Fanatik berselimut munafik
(gilgalzz@yahoo.com, 04/11/2004 21:03)
Apakah demi menjaga “kesucian” bulan ramadhan, dapat dilakakan dengan “menghalalkan” segala cara? Bukankah tindakan premanisme dengan sorban dan baju koko akan merusak nilai-2 kesucian bulan ramadhan itu sendiri? Bukankah yang terlihat hanyalah Penzholiman para fanatik islami terhadap orang lain? Dimanakah nilai-nilai kedamaian yang “katanya” adalah nilai islami? Tong kosong memang nyaring bunyinya !
Inilah JIL
(froelo@yahoo.com, 04/11/2004 21:53)
Inilah pemikiran JIL berupaya mendangkalkan esensi Islam. Hanya bersandarkan satu bait nyanyi Titik Puspa, mencoba menghalalkan pelacuran, padahal banyak jalan mendapatkan rezeki yg halal. Habis ini, hukum qisas, potong tangan dll. Dengan HAM, Hak Azazi Allah dengan pengaturan kehidupan ini…., apakah juga ada upaya untuk menghilangkannya ?

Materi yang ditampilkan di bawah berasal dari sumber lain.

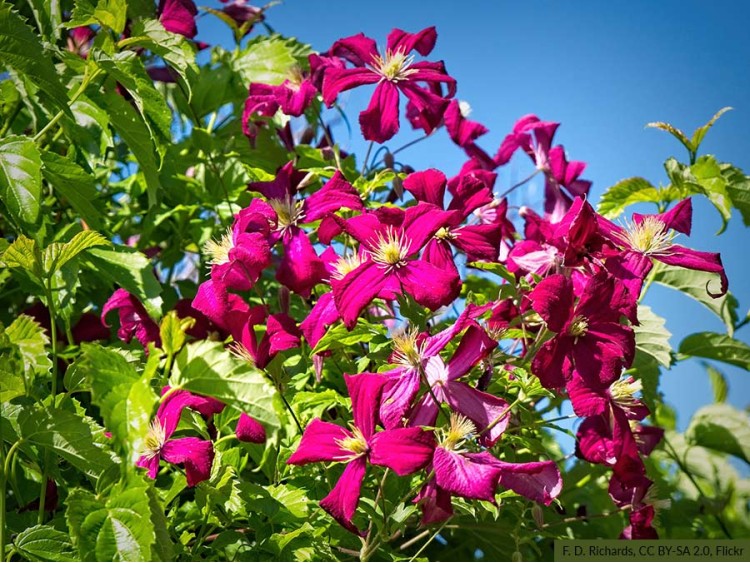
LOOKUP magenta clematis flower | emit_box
[404,168,503,275]
[414,414,562,525]
[136,387,224,487]
[597,199,729,299]
[287,373,435,534]
[409,326,510,447]
[529,272,635,389]
[101,289,161,349]
[249,162,363,297]
[323,27,456,143]
[495,115,591,221]
[157,0,198,39]
[331,202,461,329]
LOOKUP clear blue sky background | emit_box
[198,0,750,428]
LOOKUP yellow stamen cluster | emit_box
[568,315,589,338]
[203,228,234,266]
[336,426,369,461]
[142,418,167,459]
[393,327,425,368]
[372,49,417,82]
[440,413,477,451]
[370,228,411,270]
[268,197,303,231]
[332,254,362,280]
[625,217,676,255]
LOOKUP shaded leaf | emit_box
[0,135,42,229]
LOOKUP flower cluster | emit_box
[94,23,727,538]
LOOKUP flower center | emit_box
[336,426,370,461]
[142,418,167,459]
[372,49,417,82]
[568,315,589,338]
[268,197,303,231]
[609,377,643,410]
[625,217,676,254]
[440,413,477,451]
[393,327,425,368]
[331,254,362,280]
[203,228,234,266]
[435,227,456,240]
[370,227,411,270]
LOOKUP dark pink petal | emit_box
[161,437,214,487]
[529,274,574,333]
[633,198,693,236]
[404,168,447,209]
[566,373,609,417]
[414,478,453,526]
[322,67,382,107]
[452,224,503,262]
[135,455,160,479]
[276,227,327,297]
[344,373,388,441]
[266,313,300,357]
[328,33,378,66]
[444,100,488,148]
[368,428,435,475]
[299,291,341,348]
[239,412,266,444]
[287,418,352,465]
[157,0,198,39]
[653,244,729,298]
[304,170,363,223]
[443,381,510,447]
[331,260,389,330]
[101,289,161,348]
[433,447,500,503]
[359,80,399,143]
[493,459,562,505]
[403,202,457,254]
[320,457,367,534]
[386,26,437,57]
[380,369,419,430]
[448,325,497,380]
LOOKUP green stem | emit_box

wah akhirnya ada juga yg berpikiran seperti ini
(008_nothing@anonymous.to, 05/11/2004 10:53)
salut buat penulis. Saya selalu berpikiran umat Islam berpuasa dgn godaan yg makin besar akan mendapat pahala yg juga sepadan makin besar. Atau sebaliknya, berpuasa manahan lapar tetapi menyantap nafsu memaksa kehendak atas dalih agama. Akhirnya toh minus plus, pahala nol.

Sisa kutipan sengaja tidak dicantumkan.